Still, London maintained its stronghold on finance and continued driving the economy of the UK. This especially became true in the wake of Thatcher reforms which led to the UK exiting from inefficient industries and focusing on financial activity.
It retained this domination through the formation of the Eurozone and adoption of the Euro as the common currency by many members of the European Union. Despite not adopting the Euro, London remained the main centre of European finance, ahead of Frankfurt and Paris.
Thus, major financial organisations maintained their head offices in London to get access to European financial markets. In 2011, London also became home to the European Banking Authority (EBA), which was established to create a single rulebook for banking in Europe and should have been ideally located in the mainland. This was ironical as European banks faced a different set of problems than those of British banks, yet the moral authority remained with London.
But then, the British model suffered two shocks in the last 10 years. The first shock was the global financial crisis which led to an overall decline in financial activity, thus impacting the UK economy. This was a cyclical shock. However, the second one was structural. With Brexit, London is no more the gateway to European finance.
The bidding for the relocation of EBA headquarters was won by Paris. The choice of Paris is interesting as France has always tried to compete first with the UK and then with Germany for financial superiority but to no avail.
In the 2018 Global Financial Centres Index, London topped the rankings while Paris lagged at 24th rank. Even Frankfurt was slightly ahead at 20. The rankings also show how once dominant European financial centres have slipped far behind with several Asian centres dominating the list after London and New York.
Now though, the French authorities, particularly their central bank, are leaving no stone unturned. The Bank of France Governor has been pitching for Paris as a financial centre in several recent speeches. He has pointed out that Paris is home to "one of the most developed capital markets in continental Europe, the first asset management industry, a leading bond market, the largest commercial paper market and the largest private equity investor in continental Europe...
"Paris is already home to the European Securities and Markets Authority and will soon host the European Banking Authority. In addition, the Paris Court of Appeal was granted an international chamber last February, with international commercial affairs falling within its remit. That will duly complete the Paris court organisation, which already includes an international chamber in its commercial court."
These are exactly the so-called ‘soft infrastructure’ required for financial markets to work as cited by several researchers.
Just when Paris thought it got a shot in the arm, the city received a body blow via the recent outbreak of yellow-vest riots. Parisians protested widely against high living costs in the city denting President Macron's popularity, thereby prompting him to reverse taxes and promising wage increases. The protests point to high living costs in the city which will act as a deterrent for a financial centre which is trying to attract financial companies and their employees.

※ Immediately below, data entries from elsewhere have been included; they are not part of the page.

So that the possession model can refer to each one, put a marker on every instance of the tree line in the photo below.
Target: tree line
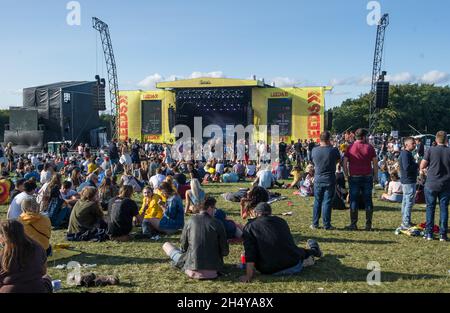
(424, 107)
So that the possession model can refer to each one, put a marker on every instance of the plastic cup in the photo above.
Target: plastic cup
(56, 284)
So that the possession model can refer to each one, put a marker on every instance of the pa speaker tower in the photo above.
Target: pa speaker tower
(382, 95)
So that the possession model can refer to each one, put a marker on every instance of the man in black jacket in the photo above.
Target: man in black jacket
(203, 245)
(408, 172)
(270, 247)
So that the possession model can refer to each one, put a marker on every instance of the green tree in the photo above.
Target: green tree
(424, 107)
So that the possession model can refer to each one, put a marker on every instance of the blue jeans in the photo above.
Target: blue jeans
(431, 199)
(146, 228)
(175, 255)
(291, 271)
(362, 185)
(409, 197)
(323, 196)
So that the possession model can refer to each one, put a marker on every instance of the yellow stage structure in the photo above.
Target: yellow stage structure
(149, 115)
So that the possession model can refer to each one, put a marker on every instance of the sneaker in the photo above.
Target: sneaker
(314, 246)
(404, 227)
(351, 227)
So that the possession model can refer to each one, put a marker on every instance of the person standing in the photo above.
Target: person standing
(408, 172)
(298, 152)
(437, 186)
(203, 245)
(113, 153)
(325, 157)
(361, 168)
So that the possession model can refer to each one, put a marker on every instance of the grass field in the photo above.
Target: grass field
(407, 264)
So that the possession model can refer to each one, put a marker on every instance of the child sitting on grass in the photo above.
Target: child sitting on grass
(37, 226)
(151, 208)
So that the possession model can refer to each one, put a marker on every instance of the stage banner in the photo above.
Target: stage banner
(299, 112)
(129, 115)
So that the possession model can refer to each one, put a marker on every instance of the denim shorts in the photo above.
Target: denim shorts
(175, 255)
(291, 271)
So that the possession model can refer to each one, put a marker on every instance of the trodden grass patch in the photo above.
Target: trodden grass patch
(407, 264)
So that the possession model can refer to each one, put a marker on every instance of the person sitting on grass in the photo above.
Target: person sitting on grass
(265, 178)
(15, 208)
(87, 214)
(106, 191)
(254, 196)
(37, 226)
(203, 246)
(297, 173)
(23, 262)
(173, 217)
(229, 177)
(150, 210)
(250, 169)
(121, 211)
(69, 195)
(395, 192)
(270, 247)
(19, 188)
(194, 197)
(307, 184)
(91, 181)
(233, 230)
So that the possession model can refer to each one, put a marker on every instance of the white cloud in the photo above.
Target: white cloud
(364, 81)
(432, 77)
(401, 78)
(283, 82)
(216, 74)
(435, 77)
(150, 81)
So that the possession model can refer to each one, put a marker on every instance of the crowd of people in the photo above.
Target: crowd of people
(93, 195)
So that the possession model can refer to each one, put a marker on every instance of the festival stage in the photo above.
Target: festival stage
(151, 115)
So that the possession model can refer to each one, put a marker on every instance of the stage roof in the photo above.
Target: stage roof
(205, 82)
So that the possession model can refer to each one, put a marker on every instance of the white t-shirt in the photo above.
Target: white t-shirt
(15, 208)
(156, 180)
(45, 176)
(395, 187)
(251, 169)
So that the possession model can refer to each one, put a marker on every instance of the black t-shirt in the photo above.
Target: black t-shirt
(180, 178)
(121, 213)
(298, 147)
(113, 151)
(438, 175)
(282, 147)
(269, 244)
(195, 174)
(325, 159)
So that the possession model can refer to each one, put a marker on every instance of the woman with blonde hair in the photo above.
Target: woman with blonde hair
(86, 214)
(37, 226)
(23, 262)
(194, 197)
(76, 178)
(9, 153)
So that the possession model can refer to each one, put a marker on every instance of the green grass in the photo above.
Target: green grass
(407, 264)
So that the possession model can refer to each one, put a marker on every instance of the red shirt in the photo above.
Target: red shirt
(360, 156)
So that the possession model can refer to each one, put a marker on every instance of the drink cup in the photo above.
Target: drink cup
(56, 284)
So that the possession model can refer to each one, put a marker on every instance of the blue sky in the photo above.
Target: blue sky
(291, 42)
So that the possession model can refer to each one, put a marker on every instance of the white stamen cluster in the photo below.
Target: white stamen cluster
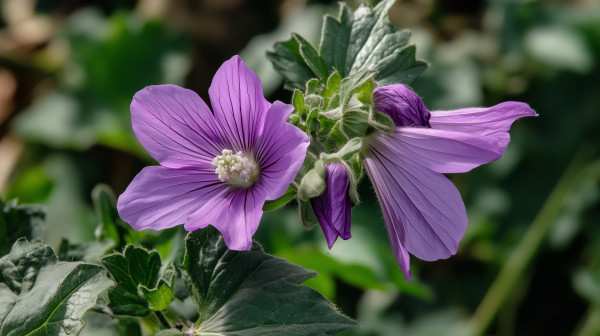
(235, 169)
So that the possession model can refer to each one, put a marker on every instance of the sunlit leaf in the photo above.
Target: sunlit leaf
(61, 292)
(252, 293)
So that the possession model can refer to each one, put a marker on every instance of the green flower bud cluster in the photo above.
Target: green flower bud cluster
(336, 115)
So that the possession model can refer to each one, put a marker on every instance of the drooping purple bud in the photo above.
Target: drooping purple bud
(401, 104)
(333, 206)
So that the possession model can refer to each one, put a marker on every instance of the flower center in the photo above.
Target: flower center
(235, 169)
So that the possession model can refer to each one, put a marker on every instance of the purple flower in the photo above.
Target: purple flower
(423, 210)
(216, 168)
(333, 206)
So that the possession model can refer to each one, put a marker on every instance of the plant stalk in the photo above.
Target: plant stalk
(514, 268)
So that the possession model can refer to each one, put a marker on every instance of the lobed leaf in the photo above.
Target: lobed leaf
(141, 286)
(352, 42)
(61, 292)
(247, 293)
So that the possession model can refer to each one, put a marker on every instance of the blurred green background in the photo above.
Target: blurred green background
(529, 263)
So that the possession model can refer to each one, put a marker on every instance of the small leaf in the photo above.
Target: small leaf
(250, 293)
(312, 58)
(288, 61)
(42, 296)
(289, 195)
(298, 100)
(17, 221)
(160, 297)
(136, 268)
(352, 147)
(89, 251)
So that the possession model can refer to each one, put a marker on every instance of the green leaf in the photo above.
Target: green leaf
(350, 43)
(61, 292)
(106, 64)
(289, 195)
(18, 221)
(250, 293)
(140, 282)
(288, 61)
(89, 251)
(354, 274)
(109, 222)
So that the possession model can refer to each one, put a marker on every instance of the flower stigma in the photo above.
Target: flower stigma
(235, 169)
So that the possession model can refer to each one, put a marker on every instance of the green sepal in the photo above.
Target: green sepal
(307, 215)
(298, 100)
(313, 183)
(289, 195)
(288, 61)
(352, 42)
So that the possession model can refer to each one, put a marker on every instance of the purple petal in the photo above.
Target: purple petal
(235, 213)
(333, 206)
(402, 104)
(280, 151)
(443, 151)
(238, 102)
(175, 126)
(423, 210)
(160, 197)
(492, 121)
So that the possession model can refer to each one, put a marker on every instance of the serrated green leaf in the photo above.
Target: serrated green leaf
(61, 292)
(353, 42)
(17, 221)
(298, 100)
(133, 270)
(289, 195)
(352, 147)
(89, 251)
(311, 58)
(169, 332)
(250, 293)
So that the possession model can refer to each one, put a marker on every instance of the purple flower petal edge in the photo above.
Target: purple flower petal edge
(333, 207)
(423, 211)
(178, 129)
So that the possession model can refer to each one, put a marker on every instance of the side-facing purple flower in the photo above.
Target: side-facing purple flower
(215, 168)
(333, 206)
(423, 210)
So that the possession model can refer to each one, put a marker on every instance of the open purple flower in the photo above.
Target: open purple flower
(423, 210)
(333, 207)
(215, 168)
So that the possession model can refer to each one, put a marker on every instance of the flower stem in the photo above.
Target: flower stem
(513, 270)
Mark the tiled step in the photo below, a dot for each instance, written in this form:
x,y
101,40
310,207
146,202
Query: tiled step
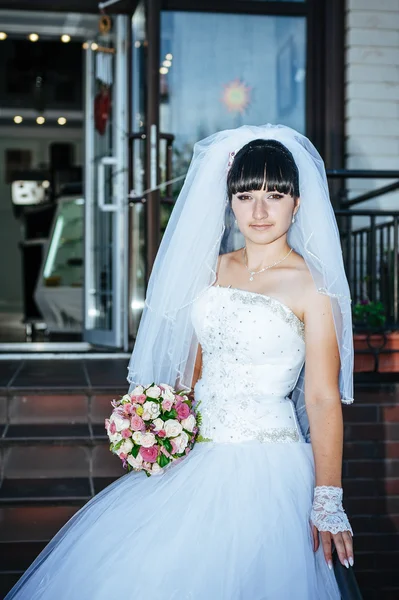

It will be interesting to see how the French authorities try and take this Paris agenda forward. This is definitely not going to be a short-term goal but will take its own time.
Charles Kindleberger, the economic historian who studies financial centres listed certain factors that shape a financial centre: it should be an administrative capital, host the central bank, have a tradition of financial activity, be centrally located & a transport hub leading to economies of scale, be headquarters of multinational companies and policy-making.
Paris ticks the above factors, especially in France. What has changed over the years are two things. One, Paris does host France's Central Bank but the country has given up its monetary policy to European Central Bank which is headquartered in Frankfurt. Two, historical reasons never really allowed France to position itself as even a European financial centre with London always taking the lead. This has changed because of Brexit.
French policymakers should do their best to convert this opportunity and actually start by setting smaller targets and look for a gradual rise in rankings of international finance centres. Paris has long played an important role in World and European history. Whether it will play an equally important role in the contemporary world of finance remains to be seen.The author teaches economics at Ahmadabad University. Views are personal.